Colorado could become more friendly for hands-free talking under a proposed tweak to state traffic law.
The bill would specifically legalize the use of one-ear headsets by drivers, if connected to a mobile phone.
Current Colorado law bans the use of “earphones” behind the wheel, which is defined as “any headset, radio, tape player, or other similar device which provides the listener with radio programs, music, or other recorded information through a device attached to the head and which covers all of or a portion of the ears.”
While that definition does not specifically cover phone calls, it leaves enough ambiguity in law that a small group of House Democrats wants to clear it up.
HB 1207 would add an exception to the definition of “earphones” in state law, to exempt: “a headset that only covers all or a 10 portion of one ear and that is connected to a wireless, hand-held telephone.”
The house transportation committee unanimously passed the bill on Thursday morning.
Colorado law does not specifically address the issue of hands-free phone use versus calls made with a handset held to the driver’s head.

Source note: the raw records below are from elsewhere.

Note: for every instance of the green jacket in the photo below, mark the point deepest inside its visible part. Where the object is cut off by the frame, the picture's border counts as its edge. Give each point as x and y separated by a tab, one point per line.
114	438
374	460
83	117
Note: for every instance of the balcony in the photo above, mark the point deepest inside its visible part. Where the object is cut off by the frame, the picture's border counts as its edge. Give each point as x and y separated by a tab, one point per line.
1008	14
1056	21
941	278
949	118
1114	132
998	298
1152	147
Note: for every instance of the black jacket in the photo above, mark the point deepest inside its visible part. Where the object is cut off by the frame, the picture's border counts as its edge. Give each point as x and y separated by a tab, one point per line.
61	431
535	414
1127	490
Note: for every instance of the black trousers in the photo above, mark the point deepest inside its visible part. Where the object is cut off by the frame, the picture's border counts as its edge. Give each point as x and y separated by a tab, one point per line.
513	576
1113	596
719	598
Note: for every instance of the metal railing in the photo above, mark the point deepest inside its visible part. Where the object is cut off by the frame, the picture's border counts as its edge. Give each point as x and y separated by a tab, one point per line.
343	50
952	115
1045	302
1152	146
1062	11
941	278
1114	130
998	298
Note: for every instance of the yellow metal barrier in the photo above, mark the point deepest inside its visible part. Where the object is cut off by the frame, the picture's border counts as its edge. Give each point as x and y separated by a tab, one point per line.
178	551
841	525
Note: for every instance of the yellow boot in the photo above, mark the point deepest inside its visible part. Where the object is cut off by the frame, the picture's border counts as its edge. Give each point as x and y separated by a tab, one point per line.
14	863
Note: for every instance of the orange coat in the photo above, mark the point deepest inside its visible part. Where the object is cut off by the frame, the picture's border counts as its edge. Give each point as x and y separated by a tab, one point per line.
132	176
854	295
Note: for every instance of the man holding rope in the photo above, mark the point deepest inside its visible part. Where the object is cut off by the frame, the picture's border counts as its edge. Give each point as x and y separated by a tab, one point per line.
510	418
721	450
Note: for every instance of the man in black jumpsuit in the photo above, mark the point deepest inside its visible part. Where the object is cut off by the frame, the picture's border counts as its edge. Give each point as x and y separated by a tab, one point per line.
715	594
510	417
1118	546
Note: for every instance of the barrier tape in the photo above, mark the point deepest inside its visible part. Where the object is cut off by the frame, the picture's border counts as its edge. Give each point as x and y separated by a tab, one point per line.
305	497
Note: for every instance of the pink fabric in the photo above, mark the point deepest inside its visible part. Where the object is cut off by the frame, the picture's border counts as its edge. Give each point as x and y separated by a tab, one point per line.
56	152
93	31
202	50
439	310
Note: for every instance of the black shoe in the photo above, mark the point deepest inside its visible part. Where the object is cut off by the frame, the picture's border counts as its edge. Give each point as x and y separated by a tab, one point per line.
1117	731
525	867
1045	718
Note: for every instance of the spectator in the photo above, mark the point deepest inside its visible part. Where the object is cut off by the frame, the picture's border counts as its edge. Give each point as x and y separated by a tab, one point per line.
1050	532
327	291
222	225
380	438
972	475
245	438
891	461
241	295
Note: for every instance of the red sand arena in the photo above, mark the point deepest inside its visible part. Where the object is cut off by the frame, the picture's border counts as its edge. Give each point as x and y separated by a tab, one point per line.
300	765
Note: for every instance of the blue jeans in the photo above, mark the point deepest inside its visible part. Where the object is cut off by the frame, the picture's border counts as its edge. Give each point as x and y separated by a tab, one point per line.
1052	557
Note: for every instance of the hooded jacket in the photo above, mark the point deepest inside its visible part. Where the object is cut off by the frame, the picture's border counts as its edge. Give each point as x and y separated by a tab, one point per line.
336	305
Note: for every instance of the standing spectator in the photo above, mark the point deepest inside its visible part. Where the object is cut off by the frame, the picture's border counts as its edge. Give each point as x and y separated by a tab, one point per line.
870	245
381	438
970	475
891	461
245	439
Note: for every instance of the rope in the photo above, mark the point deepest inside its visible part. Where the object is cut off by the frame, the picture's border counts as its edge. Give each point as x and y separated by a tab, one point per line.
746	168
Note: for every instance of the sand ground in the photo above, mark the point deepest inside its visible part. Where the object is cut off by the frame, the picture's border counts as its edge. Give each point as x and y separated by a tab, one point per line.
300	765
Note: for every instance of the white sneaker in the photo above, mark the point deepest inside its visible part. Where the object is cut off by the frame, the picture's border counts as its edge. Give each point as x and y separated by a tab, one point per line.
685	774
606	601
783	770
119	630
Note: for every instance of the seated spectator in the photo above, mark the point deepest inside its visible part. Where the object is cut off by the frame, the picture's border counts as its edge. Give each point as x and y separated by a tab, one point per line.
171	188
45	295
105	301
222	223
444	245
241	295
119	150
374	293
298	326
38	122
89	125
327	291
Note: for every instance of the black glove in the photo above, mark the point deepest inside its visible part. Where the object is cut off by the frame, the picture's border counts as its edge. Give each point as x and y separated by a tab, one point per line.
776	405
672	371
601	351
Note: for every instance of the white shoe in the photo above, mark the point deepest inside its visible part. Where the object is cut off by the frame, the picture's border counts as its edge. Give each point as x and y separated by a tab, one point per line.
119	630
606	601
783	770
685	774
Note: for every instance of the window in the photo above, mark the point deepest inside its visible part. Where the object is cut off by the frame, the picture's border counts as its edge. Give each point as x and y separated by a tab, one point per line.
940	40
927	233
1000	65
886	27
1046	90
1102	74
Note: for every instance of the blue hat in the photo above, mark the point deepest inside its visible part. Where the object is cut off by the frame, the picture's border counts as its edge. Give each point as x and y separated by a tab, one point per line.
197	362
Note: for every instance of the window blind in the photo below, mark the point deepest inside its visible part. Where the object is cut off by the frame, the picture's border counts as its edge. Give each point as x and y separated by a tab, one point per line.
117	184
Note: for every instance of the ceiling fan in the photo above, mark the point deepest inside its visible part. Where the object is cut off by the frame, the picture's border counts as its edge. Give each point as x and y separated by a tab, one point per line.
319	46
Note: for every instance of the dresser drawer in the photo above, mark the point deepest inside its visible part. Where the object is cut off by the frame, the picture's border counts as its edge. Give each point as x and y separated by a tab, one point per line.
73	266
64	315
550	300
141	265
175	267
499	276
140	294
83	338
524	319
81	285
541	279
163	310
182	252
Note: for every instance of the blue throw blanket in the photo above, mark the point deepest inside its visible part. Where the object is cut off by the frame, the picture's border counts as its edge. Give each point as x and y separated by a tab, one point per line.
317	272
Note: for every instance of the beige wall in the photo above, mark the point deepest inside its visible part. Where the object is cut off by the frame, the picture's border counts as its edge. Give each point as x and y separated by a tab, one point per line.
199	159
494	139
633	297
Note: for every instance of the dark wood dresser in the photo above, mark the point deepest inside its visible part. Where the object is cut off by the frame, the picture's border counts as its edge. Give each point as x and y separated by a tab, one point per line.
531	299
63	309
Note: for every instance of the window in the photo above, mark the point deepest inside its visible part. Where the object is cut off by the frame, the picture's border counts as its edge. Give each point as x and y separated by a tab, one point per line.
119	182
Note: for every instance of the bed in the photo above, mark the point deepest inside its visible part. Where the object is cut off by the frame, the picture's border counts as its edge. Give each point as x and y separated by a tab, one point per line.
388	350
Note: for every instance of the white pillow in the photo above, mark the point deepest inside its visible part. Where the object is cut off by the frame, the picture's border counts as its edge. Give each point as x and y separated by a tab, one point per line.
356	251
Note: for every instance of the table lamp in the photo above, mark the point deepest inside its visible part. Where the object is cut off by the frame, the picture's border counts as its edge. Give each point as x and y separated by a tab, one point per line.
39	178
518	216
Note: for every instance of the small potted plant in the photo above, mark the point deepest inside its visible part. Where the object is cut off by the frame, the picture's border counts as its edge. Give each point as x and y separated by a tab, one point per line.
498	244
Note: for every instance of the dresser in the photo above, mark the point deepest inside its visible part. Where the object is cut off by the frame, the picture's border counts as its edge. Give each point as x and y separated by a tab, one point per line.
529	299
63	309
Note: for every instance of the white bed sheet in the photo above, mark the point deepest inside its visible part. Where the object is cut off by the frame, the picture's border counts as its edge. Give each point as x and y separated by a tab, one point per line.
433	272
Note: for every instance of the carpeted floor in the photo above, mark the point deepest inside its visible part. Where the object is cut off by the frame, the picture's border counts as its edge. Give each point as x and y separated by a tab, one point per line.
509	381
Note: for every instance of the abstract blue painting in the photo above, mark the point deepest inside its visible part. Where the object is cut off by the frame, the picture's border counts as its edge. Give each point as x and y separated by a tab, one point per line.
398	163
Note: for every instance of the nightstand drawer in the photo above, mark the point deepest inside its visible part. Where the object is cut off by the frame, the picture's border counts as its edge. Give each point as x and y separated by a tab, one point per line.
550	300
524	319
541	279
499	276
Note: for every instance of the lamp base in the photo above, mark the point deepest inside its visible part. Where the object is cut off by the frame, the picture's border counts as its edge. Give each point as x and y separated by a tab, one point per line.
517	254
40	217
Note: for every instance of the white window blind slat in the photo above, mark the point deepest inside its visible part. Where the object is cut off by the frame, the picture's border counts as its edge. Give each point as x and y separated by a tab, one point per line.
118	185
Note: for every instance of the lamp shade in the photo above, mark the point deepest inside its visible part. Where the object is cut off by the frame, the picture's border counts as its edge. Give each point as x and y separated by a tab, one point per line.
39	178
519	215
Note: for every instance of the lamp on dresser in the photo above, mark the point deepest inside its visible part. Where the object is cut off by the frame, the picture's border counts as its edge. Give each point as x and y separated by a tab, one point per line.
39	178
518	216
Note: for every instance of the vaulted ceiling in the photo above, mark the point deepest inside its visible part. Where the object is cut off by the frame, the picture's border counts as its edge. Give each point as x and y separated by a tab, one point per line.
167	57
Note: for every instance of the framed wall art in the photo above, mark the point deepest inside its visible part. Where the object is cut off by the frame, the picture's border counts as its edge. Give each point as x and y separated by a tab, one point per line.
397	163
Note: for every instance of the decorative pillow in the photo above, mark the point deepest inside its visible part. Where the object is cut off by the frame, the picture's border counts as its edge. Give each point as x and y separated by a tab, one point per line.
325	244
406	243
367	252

Under Colorado law, adults are allowed to engage in phone calls behind the wheel, while minors are not.
Numerous scientific studies conclude that hands-free talking is not significantly safer for drivers than talking with the phone held to the ear.
More important than tying up a hand is the fact that engaging in a phone conversation ties up the brain, splitting a driver’s attention between the call and the road and using a significant chunk of the brains cognitive capacity when it would be better applied to the task of driving.
In 2013, Colorado police officers reported that 1,311 crashes were caused at least in part by distraction due to a cell phone, roughly the same number caused by distractions from passengers actually in the cars that crashed.
That statistic does not differentiate between the use of a phone for talking versus texting. Texting behind the wheel is illegal for drivers of all ages in Colorado.